Q: It sounds like Brian was a real mentor for you.

A: Brian was so wonderful — I can’t emphasize enough how much he encouraged me. I had other wonderful teachers, like Beth Nugent, Brian Evenson and Rikki Ducornet, but it was Brian who really made me feel like I could do something with my writing. He also told me about the Fine Arts Work Center in Provincetown, Mass., which is a fellowship for seven months where you get to go live at the end of Cape Cod with a bunch of other artists through a lonely cold winter and work. I applied straight out of DU on Brian’s urging. I was not accepted, but I kept it in the back of my mind. Later, when I was back in Denver working a desk job, I applied twice more. They let me in the third time, and it was a magical experience.

 

Q: Much of your work, including the novel you are working on under the Jaffe grant, takes place in the area of Colorado where you grew up, and focuses on what the foundation’s press release calls “the underbelly of the West — the poor and disenfranchised.” What is the draw for you in that world?

A: I guess on some level it’s just the world I know. I grew up in a trailer house. We were on food stamps when we were kids. My parents were both really hard workers, but they didn’t always have great luck; and we’re a family of talented people often plagued by alcoholism. These are all things I’m interested in dealing with. Especially now that I have my own family — my daughter has a very different life than I did. I think my imagination is fired up by the differences between these worlds.

 

Q: Does that theme resonate with people? Do you get feedback from readers who can identify with that kind of experience?

A: I’m sure it doesn’t resonate with everybody, but it means a lot when I hear from someone who’s found truth in my work. People seem interested in the other side of Colorado. Not the Aspen ski-bunny kind of thing, but the Colorado that exists for the people working in a basement laundry, washing sheets for the tourists, or the people building the vacation homes. My dad built homes for 40 years. He built beautiful log mansions for people to come meet their families for Thanksgiving, and then he went home to our trailer. There was a gulf between our life and the lives that my dad spent most of his time creating for other people.

 

Q: You teach at the Lighthouse Writers Workshop in Denver and do some freelance work as well, but is writing more or less your full-time job these days?

A: Especially after winning the Rona Jaffe Award, I feel a duty to write full time. But it’s been a job for the past few years, in large part because of my husband, who has been very supportive. I became more serious when I had my daughter, because I can’t just wake up and have some coffee and toddle around and get down to writing eventually. You have a very small window of time, and you need to get your butt in the chair. I’ve had to develop more discipline, and that’s been really useful for me. I get up in the morning, I take my daughter to school, and I go directly to the desk. My challenge is not to mess around with email or look at every website on the planet beforehand, but just to get right to work

 

Q: How did you feel when you found out you had won the Jaffe award?

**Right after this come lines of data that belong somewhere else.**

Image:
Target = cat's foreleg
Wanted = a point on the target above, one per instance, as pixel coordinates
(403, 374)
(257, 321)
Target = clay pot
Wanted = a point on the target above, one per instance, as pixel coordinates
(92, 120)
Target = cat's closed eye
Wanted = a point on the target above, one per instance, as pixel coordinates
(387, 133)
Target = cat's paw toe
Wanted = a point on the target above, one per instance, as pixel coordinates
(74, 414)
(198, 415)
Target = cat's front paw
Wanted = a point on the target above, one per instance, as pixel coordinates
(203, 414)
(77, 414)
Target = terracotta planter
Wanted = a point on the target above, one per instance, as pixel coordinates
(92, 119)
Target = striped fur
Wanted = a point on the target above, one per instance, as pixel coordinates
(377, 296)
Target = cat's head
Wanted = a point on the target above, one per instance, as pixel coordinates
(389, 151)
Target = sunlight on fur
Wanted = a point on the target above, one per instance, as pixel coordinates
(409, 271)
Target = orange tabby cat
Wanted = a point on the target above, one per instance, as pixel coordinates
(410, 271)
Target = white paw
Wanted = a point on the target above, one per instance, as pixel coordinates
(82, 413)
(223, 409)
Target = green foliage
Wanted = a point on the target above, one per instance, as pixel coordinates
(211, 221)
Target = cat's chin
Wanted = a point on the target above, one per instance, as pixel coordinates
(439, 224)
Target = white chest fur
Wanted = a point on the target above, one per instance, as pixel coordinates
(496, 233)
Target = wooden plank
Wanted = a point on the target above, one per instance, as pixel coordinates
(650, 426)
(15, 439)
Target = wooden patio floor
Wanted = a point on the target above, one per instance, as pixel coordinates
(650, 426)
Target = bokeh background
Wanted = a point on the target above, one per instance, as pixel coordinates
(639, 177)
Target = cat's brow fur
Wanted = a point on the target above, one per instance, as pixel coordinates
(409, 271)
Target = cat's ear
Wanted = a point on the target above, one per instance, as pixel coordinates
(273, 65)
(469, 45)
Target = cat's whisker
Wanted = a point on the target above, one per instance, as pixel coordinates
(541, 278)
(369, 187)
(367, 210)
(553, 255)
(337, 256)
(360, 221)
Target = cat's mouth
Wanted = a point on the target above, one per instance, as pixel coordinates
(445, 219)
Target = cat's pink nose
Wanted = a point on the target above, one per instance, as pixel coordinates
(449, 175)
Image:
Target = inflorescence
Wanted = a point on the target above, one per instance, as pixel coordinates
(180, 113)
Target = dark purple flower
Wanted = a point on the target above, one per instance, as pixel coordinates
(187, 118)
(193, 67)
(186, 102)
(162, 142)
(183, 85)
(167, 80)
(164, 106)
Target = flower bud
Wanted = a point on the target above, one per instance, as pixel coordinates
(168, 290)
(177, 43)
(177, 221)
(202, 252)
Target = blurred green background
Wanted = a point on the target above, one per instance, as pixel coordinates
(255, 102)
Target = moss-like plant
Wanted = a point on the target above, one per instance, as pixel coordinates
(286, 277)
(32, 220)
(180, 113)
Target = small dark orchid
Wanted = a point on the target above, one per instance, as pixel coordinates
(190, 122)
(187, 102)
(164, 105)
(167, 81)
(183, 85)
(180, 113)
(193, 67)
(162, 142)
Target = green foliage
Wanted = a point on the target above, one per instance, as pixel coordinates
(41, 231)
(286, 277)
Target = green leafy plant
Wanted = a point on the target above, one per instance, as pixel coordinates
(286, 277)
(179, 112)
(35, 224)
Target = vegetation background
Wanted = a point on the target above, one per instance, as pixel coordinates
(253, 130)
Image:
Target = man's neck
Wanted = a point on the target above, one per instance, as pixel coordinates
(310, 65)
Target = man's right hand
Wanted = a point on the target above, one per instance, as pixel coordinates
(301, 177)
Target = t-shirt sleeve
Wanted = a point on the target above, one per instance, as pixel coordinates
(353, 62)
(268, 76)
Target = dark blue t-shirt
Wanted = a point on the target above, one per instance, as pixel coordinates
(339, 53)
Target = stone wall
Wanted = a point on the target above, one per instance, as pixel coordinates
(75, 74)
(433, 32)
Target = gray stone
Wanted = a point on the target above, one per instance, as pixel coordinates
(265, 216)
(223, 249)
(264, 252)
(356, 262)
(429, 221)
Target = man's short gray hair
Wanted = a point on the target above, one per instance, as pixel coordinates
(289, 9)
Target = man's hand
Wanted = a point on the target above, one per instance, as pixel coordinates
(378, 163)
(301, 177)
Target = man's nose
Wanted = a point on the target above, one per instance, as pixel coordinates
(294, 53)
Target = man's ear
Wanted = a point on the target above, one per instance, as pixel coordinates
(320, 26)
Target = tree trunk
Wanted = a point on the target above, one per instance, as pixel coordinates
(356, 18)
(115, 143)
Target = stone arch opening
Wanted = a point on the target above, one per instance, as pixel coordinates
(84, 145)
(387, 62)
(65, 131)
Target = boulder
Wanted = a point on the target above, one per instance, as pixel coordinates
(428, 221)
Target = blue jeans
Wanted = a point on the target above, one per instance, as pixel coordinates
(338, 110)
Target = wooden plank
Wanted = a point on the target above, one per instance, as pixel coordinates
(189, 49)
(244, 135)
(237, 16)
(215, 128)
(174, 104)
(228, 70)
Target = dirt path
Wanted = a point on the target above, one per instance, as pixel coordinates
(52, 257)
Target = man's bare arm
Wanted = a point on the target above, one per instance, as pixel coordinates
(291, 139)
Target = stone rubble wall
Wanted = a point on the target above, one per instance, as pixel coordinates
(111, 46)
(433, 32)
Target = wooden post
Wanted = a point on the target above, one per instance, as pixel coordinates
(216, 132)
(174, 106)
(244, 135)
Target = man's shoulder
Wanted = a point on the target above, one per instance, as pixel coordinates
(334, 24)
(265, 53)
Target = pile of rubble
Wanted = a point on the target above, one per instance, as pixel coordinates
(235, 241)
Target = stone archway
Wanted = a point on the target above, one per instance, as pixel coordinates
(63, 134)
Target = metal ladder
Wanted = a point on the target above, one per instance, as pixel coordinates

A: I just started sobbing. I was so stunned. Even at the award reception in New York, I had to fight back tears a couple of times. It was this beautiful party with all these well-known editors and champagne and marble floors, and I felt like, “I’m a kid from Marvel; what am I doing here?” [The award is] a financial relief, but it’s also this wonderful psychological gift, feeling like somebody official wants me to do this, that it’s OK. It’s given me a new sense of freedom. I’m just so grateful that an organization like that exists to help women — especially mothers, because young children and writing are not terrifically compatible.